Композиция ее напоминает штопор, ввинчивающийся в хмурое небо. Голод, страх и надежда сплели в чудовищный жгут людей, терпящих бедствие. Трупы свесились в холодную черную воду, соленая морская вода моет мертвые головы...
Вот только что на горизонте показался парус. Негр, один из немногих, кто остался в живых и самый выносливый, стоя на бочке, размахивает белой тряпкой.
Картина Жерико потрясала. Здесь было средоточие драмы, не классической трагедии, как в «Марке Сексте» Герена, а именно драмы, человеческой, подлинной, неприкрашенной, грязной, величественной, исключительной и самой обычной. Здесь не было ни намеков, ни иносказаний — изображенное следовало понимать таким, каково оно есть, каким было событие.
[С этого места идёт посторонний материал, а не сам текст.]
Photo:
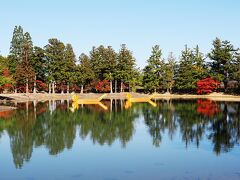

Твердыни следует атаковать по частям и частями. Жерико атаковал содержанием — оскорбительно резким, ужасным; сюжетом — бесцеремонно заимствованным в газетной хронике. Атаковал композицией — нарушившей все законы, как будто смерч налетел и закружил, выламывая суставы натурщиков, застывших в уравновешенных академических позах. Атаковал светотенью, мятущейся, резкой, как свет фонаря, прикрытого ладонью от ветра. Цвет он пока оставил в покое.
Картина, признаться, черна и отличается от большинства современных ей полотен разве что тем, что классики писали светлей, изысканней и гармоничней. Но один человек и одним разом не может сделать в искусстве всего. И так усилие, на которое Жерико рискнул, не каждая спина могла выдержать.
Картина, выставленная в Салоне 1819 года, была крайне недоброжелательно встречена критикой. Некоторые истолковывали «Плот «Медузы» как политическую аллегорию, притом крайне нелестную для нынешнего режима; газета «Белое знамя» обвинила Жерико в намерении оскорбить все морское министерство «Несчастные, пишущие подобные глупости, — говорил Жерико, конечно, не голодали в течение двух недель, иначе они знали бы, что ни поэзия, ни живопись не способны передать во всей полноте ужас страданий, пережитых людьми на плоту».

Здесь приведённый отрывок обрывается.